Mealtime tips for children with autism

By Maddie Todd

Team Leader

Mealtimes can be challenging for parents of children with autism. The following are my top tips for those parents who must pick their battles when it comes to mealtimes.

Offer at least one preferred food at every meal and snack time.

Children with autism need to feel safe and confident that there is something that they can eat at mealtimes. Sometimes, when there is not a preferred food or food that matches a child’s skill level or sensory preferences, they will often refuse to eat at all.

Do not give up on offering a range of foods at mealtimes!

Once you find yourself catering to your child’s specific food preferences, you might find that you get to the point where you cannot offer any other foods without a meltdown. Sometimes new foods need to be offered in a very gradual way to help your child slowly build up their tolerance. A great way to offer exposure to a wide range of foods is through grocery shopping with your child or involve them in meal preparation.

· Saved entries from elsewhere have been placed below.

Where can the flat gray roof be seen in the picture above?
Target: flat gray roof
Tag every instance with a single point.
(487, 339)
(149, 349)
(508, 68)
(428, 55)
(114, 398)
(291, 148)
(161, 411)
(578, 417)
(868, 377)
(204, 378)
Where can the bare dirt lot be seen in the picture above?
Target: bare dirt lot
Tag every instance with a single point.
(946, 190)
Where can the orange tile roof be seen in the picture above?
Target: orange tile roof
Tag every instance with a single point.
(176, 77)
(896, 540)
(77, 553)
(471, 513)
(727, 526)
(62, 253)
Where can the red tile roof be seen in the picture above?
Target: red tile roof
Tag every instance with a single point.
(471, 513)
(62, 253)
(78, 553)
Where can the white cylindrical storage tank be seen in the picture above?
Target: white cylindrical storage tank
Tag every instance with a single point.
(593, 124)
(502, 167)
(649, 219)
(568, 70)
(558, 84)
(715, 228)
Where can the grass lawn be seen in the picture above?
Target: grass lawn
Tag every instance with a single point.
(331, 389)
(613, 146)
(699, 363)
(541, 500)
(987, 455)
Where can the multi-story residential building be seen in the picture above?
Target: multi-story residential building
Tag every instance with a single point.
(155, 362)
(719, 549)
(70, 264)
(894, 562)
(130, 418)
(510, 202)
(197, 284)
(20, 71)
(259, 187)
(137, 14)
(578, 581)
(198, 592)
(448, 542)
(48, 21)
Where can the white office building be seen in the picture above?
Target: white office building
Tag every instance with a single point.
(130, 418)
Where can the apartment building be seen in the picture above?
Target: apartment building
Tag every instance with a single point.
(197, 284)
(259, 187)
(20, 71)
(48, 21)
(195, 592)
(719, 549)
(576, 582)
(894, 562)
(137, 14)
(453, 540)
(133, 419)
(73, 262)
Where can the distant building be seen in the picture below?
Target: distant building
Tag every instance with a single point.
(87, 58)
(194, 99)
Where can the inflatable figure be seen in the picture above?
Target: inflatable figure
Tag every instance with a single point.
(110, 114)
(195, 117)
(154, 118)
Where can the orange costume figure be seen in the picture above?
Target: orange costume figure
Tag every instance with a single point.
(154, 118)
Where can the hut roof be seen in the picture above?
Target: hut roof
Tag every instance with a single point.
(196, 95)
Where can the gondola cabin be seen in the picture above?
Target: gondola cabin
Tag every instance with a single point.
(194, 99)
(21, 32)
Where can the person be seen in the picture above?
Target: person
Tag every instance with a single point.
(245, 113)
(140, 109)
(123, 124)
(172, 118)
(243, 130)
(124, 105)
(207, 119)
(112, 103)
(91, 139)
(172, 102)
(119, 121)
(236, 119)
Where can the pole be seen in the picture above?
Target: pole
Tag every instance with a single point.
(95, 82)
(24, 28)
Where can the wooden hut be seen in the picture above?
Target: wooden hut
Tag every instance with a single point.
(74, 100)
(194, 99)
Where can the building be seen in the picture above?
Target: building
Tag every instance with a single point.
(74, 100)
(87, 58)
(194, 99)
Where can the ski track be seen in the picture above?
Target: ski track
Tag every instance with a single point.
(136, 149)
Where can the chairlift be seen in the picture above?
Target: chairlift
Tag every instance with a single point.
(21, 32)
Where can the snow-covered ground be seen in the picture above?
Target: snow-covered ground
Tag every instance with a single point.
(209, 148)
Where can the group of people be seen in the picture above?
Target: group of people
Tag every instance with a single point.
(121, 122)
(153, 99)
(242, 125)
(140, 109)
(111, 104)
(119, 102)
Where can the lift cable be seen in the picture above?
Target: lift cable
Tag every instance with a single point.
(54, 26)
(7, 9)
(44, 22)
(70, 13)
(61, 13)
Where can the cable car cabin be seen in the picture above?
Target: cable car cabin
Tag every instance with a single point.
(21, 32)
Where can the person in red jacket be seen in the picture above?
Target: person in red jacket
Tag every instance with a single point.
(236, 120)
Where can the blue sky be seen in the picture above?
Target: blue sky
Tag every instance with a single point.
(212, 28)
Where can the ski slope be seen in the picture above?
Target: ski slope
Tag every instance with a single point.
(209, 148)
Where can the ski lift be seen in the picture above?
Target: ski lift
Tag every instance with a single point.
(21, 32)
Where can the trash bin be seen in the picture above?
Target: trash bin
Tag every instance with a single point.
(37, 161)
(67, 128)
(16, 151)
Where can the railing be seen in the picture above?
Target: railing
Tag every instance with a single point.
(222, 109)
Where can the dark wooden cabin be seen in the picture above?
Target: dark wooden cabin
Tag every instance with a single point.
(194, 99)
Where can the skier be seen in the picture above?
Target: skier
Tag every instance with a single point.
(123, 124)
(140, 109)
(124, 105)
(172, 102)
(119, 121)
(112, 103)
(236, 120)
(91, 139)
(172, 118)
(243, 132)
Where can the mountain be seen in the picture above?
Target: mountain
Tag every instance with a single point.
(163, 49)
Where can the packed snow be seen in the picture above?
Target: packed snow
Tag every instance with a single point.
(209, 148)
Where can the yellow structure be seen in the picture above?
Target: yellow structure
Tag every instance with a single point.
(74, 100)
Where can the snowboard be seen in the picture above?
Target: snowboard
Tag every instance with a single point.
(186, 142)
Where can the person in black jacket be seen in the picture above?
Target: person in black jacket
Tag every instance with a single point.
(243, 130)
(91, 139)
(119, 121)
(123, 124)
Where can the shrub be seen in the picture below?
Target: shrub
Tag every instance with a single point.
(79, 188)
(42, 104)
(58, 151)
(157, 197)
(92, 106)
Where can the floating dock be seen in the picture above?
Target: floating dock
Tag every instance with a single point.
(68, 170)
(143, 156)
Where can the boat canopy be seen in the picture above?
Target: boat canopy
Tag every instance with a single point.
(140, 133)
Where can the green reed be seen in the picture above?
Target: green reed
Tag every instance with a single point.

Book an appointment with an Accredited Practising Dietitian (APD) to see if there are any nutritional gaps in your child’s diet. This gap may be impacting the range of foods they’re eating, their food/mealtime behaviours, and growth and development. At Therapy Focus, our Dietitians help manage and prevent poor nutrition in children and adults with disability by supporting their dietary needs.

Build structure into every mealtime.

Building routines can help support children with autism, as they often prefer to know what is expected of them and what is coming next. Children with Autism can often experience difficulty with transitioning from one task to another. This can often result in meltdowns and refusal behaviour when a child is expected to suddenly transition from an activity they enjoy doing, to the mealtime. Having structured mealtime routines allow the children to build expectation around the mealtime and what is required, making transitioning easier.

Seek support as picky eating can be tricky to manage.

Get a thorough assessment of your child’s eating and drinking skills. Often picky eating is more than the usual ‘fussy eating’ phase that many children experience as part of typical development. An assessment could include chewing and swallowing skills, self-feeding skills, seating and positioning, and continence. All of these things can have a significant effect on a child’s diet and mealtimes. Our mealtime management service provides a multidisciplinary approach to our customers by considering all these factors.

two therapists show food to boy. They are sitting at a metal picnic table.

Pictured: Two Therapy Focus therapists engage with a primary school student.